California: Cheese from Wisconsin with Dot com flavor.
Idaho: Potatoes and NeoNazi's ... What More Could You Ask For?
Illinois: Please Don't Pronounce the "S"
Indiana: 2 Billion Years Tidal Wave Free
Iowa: We Do Amazing Things With Corn
Kansas: Where Science Don't Mean Shit
Kentucky: Five Million People; Fifteen Last Names
Louisiana: We're Not All Drunk Cajun Wackos, But That's Our Tourism Campaign
Maine: We're Really Cold, But We Have Cheap Lobster
Maryland: A Thinking Man's Delaware
Massachusetts: Our Taxes Are Lower Than Sweden's (For Most Tax Brackets)

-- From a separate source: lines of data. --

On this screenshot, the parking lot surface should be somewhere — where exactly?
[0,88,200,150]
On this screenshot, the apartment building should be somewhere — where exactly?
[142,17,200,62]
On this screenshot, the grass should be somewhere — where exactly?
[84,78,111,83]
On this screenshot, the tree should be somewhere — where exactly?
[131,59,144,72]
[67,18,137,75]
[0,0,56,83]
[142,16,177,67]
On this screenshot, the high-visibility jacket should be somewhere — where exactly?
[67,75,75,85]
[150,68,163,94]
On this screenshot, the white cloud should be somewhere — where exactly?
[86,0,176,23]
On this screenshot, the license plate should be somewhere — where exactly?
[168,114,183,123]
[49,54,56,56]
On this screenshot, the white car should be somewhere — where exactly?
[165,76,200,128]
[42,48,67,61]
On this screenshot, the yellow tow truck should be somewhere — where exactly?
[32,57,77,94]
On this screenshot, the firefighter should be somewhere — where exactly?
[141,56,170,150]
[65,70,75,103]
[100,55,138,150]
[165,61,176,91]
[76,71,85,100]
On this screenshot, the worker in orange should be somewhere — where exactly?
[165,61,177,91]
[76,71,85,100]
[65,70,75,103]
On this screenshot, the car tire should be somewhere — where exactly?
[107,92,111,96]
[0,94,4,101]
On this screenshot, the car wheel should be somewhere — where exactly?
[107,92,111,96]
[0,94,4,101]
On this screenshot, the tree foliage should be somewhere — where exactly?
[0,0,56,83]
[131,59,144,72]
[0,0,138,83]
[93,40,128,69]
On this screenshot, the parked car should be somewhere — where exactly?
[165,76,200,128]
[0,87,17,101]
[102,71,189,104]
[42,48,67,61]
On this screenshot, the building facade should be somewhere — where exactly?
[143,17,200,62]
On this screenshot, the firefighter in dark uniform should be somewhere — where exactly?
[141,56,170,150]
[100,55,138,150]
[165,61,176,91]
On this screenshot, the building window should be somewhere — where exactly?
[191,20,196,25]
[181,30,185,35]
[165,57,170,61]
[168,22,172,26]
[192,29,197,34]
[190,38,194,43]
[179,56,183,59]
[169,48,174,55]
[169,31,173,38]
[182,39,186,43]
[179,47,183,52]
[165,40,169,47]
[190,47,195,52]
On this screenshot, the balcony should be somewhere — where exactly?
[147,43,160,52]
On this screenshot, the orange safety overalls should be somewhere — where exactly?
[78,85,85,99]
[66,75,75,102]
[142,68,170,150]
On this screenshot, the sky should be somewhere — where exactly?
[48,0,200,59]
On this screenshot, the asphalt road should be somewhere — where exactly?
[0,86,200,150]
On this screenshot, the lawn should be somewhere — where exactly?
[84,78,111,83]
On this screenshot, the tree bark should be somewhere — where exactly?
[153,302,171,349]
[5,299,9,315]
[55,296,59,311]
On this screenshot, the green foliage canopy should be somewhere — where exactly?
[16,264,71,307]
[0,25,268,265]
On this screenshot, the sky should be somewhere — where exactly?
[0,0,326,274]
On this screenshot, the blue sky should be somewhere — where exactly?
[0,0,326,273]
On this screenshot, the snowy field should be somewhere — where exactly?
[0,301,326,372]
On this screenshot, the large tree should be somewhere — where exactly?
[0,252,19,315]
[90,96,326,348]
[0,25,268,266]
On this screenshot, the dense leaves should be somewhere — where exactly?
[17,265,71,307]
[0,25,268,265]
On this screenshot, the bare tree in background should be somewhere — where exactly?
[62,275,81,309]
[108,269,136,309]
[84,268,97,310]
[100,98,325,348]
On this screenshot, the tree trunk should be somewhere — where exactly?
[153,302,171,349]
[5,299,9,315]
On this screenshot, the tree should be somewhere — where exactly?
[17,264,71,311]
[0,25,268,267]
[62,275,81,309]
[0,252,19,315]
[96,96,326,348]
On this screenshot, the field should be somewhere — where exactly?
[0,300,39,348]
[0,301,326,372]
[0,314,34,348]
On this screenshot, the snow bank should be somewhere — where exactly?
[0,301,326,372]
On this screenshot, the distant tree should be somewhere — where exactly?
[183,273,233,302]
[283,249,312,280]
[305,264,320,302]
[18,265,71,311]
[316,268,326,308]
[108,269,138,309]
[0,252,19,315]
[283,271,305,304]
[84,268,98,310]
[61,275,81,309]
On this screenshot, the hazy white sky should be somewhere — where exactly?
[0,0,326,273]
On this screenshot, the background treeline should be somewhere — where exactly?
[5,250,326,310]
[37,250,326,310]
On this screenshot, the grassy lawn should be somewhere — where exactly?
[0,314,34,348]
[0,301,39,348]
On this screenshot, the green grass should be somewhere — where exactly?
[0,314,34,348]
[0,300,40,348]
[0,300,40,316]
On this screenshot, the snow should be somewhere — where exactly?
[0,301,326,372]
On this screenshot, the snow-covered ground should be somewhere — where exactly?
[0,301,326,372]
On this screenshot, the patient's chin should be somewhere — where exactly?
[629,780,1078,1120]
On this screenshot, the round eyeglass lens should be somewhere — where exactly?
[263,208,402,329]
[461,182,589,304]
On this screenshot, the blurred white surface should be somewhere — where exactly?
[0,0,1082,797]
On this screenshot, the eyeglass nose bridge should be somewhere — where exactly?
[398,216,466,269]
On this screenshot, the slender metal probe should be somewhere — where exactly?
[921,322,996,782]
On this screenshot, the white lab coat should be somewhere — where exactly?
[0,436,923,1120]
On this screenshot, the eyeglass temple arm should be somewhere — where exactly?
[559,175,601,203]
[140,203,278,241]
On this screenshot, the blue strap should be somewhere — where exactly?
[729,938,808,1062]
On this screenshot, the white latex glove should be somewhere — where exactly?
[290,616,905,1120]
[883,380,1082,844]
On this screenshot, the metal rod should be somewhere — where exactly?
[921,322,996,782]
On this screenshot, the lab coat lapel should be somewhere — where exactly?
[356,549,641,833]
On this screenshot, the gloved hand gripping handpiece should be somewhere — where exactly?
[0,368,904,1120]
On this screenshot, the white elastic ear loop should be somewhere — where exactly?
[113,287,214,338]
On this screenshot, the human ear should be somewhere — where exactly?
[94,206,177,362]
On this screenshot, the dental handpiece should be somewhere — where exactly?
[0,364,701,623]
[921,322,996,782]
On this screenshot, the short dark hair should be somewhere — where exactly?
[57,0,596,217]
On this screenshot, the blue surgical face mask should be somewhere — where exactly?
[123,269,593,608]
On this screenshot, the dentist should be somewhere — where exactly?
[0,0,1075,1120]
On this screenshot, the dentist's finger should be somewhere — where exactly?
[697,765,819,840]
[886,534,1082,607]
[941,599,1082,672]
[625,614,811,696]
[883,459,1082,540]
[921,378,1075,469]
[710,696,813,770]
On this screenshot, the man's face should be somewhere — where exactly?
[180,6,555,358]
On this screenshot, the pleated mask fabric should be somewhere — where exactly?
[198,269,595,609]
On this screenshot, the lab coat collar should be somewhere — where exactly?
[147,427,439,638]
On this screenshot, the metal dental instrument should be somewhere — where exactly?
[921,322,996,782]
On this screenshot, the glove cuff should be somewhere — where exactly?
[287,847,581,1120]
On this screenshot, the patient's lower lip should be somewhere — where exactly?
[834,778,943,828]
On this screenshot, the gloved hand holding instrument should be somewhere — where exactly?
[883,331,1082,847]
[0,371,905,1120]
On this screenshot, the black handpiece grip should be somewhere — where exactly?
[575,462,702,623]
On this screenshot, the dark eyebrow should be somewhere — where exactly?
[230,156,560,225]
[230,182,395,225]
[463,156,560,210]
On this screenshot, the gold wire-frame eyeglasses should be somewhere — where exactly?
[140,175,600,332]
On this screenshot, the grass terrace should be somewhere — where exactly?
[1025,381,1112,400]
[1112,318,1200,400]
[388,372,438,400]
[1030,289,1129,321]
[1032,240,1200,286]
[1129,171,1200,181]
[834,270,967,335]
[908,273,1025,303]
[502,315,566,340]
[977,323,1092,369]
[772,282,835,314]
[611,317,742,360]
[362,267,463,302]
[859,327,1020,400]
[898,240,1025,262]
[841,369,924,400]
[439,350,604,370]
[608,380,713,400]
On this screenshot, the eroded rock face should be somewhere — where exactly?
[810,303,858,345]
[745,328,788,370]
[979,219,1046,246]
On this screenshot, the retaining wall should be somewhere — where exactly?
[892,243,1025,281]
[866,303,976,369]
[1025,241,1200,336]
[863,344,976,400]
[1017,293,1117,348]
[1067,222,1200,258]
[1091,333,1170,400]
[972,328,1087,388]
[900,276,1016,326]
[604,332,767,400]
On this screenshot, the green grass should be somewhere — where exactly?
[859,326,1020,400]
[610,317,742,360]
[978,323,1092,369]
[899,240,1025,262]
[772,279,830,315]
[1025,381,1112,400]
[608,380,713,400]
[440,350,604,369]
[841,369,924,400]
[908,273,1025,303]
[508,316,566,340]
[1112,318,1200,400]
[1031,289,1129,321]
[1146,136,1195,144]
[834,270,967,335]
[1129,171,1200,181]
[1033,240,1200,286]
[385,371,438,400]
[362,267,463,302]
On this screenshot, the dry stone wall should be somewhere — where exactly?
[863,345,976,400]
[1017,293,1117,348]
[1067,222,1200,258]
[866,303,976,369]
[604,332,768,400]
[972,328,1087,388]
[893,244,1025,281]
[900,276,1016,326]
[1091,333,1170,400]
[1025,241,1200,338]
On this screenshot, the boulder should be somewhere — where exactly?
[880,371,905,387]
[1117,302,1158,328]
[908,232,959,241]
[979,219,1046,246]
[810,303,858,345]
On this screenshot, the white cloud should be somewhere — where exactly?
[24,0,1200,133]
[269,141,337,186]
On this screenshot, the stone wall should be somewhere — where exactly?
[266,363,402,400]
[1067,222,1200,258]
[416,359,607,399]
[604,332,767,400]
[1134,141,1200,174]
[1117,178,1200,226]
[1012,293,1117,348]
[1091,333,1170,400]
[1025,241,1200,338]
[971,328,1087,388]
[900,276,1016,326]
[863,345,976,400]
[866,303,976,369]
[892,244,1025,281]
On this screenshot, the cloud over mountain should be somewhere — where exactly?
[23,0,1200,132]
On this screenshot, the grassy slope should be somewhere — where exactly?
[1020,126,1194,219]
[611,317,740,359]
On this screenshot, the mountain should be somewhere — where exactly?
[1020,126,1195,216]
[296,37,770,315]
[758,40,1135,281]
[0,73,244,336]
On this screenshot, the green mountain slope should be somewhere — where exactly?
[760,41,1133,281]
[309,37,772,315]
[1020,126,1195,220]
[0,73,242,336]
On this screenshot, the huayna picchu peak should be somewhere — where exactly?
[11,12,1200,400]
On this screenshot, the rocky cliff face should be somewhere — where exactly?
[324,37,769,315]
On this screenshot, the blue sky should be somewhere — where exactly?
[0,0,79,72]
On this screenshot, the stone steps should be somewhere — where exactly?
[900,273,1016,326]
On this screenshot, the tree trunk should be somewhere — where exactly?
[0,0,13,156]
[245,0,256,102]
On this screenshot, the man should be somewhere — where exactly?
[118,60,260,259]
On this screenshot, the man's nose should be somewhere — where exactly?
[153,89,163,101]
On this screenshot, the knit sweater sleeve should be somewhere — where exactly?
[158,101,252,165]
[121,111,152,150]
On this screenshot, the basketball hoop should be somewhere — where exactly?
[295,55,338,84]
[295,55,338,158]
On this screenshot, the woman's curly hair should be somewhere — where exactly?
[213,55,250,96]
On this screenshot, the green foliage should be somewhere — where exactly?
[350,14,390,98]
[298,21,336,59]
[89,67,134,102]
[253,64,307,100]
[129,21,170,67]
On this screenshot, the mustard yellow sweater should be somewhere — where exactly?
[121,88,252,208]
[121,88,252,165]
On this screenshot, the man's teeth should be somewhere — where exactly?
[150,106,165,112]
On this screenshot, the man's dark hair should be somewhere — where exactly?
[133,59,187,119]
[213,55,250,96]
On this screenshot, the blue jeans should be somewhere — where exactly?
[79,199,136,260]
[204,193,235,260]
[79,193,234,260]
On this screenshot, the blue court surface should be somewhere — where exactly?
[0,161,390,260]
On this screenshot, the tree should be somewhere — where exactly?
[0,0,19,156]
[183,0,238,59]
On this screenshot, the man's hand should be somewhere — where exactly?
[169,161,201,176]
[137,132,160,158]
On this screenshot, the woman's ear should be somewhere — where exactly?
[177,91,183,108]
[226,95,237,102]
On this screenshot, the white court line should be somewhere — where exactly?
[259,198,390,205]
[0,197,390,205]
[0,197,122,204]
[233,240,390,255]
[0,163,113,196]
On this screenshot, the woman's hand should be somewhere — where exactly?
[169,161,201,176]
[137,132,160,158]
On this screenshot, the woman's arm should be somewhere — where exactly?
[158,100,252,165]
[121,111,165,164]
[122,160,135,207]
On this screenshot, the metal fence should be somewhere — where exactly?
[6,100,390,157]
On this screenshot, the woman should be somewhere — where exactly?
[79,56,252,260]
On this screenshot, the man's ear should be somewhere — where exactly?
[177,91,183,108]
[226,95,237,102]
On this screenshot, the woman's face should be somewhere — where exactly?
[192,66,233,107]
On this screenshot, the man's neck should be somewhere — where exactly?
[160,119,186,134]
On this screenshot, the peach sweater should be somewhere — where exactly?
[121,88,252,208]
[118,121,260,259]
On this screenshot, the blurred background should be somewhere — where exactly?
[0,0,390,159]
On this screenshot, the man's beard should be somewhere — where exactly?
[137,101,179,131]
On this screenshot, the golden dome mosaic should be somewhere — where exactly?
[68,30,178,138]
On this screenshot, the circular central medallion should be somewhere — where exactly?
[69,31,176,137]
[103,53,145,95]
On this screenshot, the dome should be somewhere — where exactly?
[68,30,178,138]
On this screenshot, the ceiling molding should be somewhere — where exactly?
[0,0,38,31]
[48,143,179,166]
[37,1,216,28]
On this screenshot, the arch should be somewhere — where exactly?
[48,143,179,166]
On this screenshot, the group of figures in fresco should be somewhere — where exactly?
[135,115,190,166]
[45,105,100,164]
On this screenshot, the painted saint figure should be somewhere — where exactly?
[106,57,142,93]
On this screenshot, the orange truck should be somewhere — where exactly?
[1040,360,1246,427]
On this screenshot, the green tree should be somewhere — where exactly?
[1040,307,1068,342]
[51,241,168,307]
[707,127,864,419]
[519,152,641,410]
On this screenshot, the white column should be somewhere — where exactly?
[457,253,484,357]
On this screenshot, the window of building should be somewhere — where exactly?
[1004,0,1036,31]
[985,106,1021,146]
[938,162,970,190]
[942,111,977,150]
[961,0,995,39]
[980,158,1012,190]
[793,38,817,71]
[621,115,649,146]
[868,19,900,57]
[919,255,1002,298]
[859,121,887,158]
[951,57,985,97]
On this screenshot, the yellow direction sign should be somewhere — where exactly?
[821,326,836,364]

Minnesota: 10,000 Lakes and 10,000,000,000,000,000,000,000,000 Mosquitoes
Mississippi: Come Feel Better About Your Own State
Missouri: Your Federal Flood Relief Tax Dollars at Work
Montana: Land of the Big Sky, the Unabomber, Right-WingCrazies, and Very Little Else (oh yeah!)
Nebraska: Ask About Our State Motto Contest
Nevada: Whores and Poker!
New Hampshire: Go Away and Leave Us Alone
NEW JERSEY: You Want a ##$%##! Motto? I Got Yer ##$%##!Motto Right Here!
New Mexico: Lizards Make Excellent Pets
Tennessee: The Educashun State
Texas: Si' Hablo Ing'les (Yes, I speak English)
Utah: Our Jesus Is Better Than Your Jesus
Virginia: Who Says Government Stiffs and Slackjaw Yokels Don't Mix?
Washington: Help! We're Overrun By Nerds and Slackers!
Washington, DC: Wanna Be Mayor?
West Virginia : One Big Happy Family-Really!